L’Europe sous-estime-t-elle largement la réalité de la menace d’invasion russe de l’Ukraine ?
Le vice-ministre russe des Affaires étrangères, Sergueï Riabkov, a présenté deux projets d’accord concernant l’OTAN et les États-Unis. Ces documents prévoient d'interdire tout nouvel élargissement de l'OTAN – à l'Ukraine, ainsi qu'à tout autre pays – et d'empêcher les activités militaires proches de la frontière russe.
Atlantico : Ce 17 décembre, le vice-ministre russe des Affaires étrangères, Sergueï Riabkov, a présenté deux projets d’accord concernant l’OTAN et les États-Unis. Que contiennent ces documents ?
Tatiana Kastouéva-Jean : Il s’agit de deux projets d’accord concernant l’un l’Otan et l’autre les États-Unis qui supposent de fait une reconfiguration de l’architecture de sécurité européenne et des garanties de sécurité juridiques de non-élargissement de l’OTAN et de non-installation des équipements militaires américain ou otaniens dans les pays voisins de la Russie. Sur le fond, ces exigences ne sont pas nouvelles, la Russie les formule d’une manière claire dans différents cadres depuis des années. En 2008, D. Medvedev, à l’époque président de la Russie, avait proposé d’ouvrir des négociations sur la sécurité européenne : les deux projets d’accord d’aujourd’hui en reprennent des éléments.
Deux différences sont à noter cependant dans la situation aujourd’hui. Premièrement, sur le fond, les exigences russes vont loin pour réclamer de fait le retour à la situation d’avant mai 1997, date de signature de l’Acte fondateur Russie-OTAN. Ceci reviendrait à retirer certaines promesses et garanties de sécurité données par l’OTAN et les États-Unis à différents pays membres ou partenaires de l’OTAN à l’Est de l’Europe dont ils ont été demandeurs justement à cause de la perception de la menace russe.
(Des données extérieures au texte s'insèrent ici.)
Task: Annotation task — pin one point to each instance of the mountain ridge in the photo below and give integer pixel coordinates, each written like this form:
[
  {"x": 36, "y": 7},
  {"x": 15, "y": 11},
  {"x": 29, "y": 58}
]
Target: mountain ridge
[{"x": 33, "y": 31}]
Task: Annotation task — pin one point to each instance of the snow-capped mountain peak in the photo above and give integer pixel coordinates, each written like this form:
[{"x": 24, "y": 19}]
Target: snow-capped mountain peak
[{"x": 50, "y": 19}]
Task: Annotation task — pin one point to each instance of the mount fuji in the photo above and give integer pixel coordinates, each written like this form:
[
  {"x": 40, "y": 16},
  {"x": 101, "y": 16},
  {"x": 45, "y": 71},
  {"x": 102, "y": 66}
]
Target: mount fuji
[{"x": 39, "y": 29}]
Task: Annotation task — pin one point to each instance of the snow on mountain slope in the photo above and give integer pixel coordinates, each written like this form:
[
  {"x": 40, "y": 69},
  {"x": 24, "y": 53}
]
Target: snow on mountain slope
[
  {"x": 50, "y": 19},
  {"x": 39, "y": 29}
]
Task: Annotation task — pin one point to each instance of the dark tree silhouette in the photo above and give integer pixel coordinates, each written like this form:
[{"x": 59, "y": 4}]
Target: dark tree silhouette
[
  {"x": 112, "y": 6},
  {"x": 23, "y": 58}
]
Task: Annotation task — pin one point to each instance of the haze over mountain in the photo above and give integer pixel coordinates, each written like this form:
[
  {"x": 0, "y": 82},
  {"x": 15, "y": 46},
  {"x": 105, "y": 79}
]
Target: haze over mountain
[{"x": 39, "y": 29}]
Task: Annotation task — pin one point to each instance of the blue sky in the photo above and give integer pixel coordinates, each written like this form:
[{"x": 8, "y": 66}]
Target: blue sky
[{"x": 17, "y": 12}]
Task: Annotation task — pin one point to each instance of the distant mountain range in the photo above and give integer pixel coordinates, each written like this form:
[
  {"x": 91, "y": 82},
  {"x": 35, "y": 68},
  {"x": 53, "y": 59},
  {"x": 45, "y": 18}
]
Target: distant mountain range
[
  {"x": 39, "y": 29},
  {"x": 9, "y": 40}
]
Deuxièmement, sur la forme : les projets relèvent d’un ultimatum et le vice-ministre Riabkov a prévenu qu’il ne s’agissait pas d’une proposition où l’on peut piocher des mesures «à la carte». Les exigences russes s’accompagnent de pression militaire directe et forte sur l’Ukraine, devenue la principale pomme de discorde entre la Russie et l’Occident. Ce qui ressort aussi de la manière dont la Russie agit, c’est que l’UE n’est pas tenue pour acteur autonome et Moscou cherche à traiter avec les Américains et marginalise les Européens dans la discussion sur la sécurité de leur continent.
Quelles sont les sources d’inquiétudes qu’ils soulèvent ou devraient soulever en Europe de l’Ouest ? La perspective d’une action militaire Russe en Ukraine est-elle en train de devenir plus probable ?
Il est clair qu’autant sur le fond que sur la forme des projets d’accord sont inacceptables pour les Occidentaux. Plusieurs analystes disent même que cette forme d’ultimatum a été choisi pour justement provoquer le rejet occidental et s’ouvrir la route pour l’invasion de l’Ukraine. Je continue à penser que l’invasion militaire comporte plus de risques que d’opportunités pour la Russie et ne l’aidera certainement pas à faire prendre en compte ses intérêts sécuritaires. Bien au contraire, elle appellera de nouvelles sanctions et probablement de nouvelles garanties de l’OTAN aux pays comme les états Baltes et la Pologne. Il ne faut pas exclure le scénario d’une déstabilisation par des moyens « hybrides » de l’Ukraine dont le président est déjà dans une situation de fragilité ayant dégringolé dans les sondages de 73% au moment des élections à 23% en deux ans de sa présidence. Pour l’Europe de l’Ouest, la menace est moins militaire, la Russie n’attaquera pas les membres de l’OTAN, mais peut multiplier des actions hybrides, cyber ou informationnelles. Par ailleurs, on se heurterai à la Russie sur chaque dossier sensible pour l’Occident, en Europe ou au-delà, comme au Mali pour la France. La crise énergétique et la dépendance gazière de l’Europe à la Russie ajoute une touche encore plus inquiétante à l’ensemble.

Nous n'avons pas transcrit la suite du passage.